This guide covers the minimum setup needed to run MajorMatch locally, including PostgreSQL storage for the course index.
- Python 3.10+.
- A virtual environment for the project.
- PostgreSQL 14+.
- Ollama installed locally and running if you want the chat assistant and tool-calling flow.
Create and activate a virtual environment, then install the requirements:
python -m venv venv
venv\Scripts\activate
pip install -r requirements.txtMajorMatch stores course records, embeddings, and projection coordinates in PostgreSQL.
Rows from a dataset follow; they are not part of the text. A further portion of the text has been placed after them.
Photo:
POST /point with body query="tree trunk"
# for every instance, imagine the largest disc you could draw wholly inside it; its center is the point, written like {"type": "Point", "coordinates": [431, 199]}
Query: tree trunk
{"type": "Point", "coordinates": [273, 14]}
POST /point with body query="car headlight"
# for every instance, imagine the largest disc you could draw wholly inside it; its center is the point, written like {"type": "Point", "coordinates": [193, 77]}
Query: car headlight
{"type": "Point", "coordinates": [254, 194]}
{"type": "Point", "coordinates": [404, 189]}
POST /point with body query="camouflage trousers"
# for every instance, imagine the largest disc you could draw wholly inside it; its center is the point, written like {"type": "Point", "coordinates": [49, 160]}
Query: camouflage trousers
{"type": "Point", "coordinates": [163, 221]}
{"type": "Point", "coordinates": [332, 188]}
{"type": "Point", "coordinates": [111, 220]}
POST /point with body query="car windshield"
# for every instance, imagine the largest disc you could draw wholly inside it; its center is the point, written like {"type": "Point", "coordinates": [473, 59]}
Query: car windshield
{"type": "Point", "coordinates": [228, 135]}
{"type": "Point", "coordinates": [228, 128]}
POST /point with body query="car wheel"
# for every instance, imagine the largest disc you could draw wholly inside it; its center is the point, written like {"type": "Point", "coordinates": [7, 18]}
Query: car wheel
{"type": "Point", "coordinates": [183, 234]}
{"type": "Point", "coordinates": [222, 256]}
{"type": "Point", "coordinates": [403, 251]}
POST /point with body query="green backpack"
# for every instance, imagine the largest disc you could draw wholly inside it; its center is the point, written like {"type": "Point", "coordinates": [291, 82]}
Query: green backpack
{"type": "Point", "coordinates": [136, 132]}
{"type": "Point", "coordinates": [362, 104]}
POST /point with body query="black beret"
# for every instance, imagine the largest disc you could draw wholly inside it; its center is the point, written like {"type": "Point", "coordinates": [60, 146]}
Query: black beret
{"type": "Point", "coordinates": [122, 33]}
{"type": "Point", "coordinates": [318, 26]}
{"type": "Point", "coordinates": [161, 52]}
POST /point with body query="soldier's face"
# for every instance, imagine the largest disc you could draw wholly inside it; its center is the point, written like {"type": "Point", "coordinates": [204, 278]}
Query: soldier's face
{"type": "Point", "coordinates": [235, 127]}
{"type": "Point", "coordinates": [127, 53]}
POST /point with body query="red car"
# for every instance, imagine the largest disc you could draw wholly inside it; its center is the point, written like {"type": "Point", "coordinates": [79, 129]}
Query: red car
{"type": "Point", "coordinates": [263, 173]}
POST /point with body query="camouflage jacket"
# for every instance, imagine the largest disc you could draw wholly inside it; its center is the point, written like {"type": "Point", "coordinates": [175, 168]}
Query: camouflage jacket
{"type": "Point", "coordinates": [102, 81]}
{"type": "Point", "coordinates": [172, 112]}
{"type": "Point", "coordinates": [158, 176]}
Create a database and user if you do not already have one:
CREATE DATABASE semantic_search;
CREATE USER postgres WITH PASSWORD 'postgres';
GRANT ALL PRIVILEGES ON DATABASE semantic_search TO postgres;You can also use your own database name and credentials. The app reads the connection string from DATABASE_URL.
Example local connection string:
$env:DATABASE_URL = "postgresql+psycopg2://postgres:postgres@localhost:5432/semantic_search"MajorMatch tries to create the vector extension automatically if it is available.
- If the extension exists, you can keep using it.
- If the extension is not available, the app still works by storing embeddings as
float[]and using a portable fallback search path. - Because of that fallback,
pgvectoris helpful but not required for the app to run.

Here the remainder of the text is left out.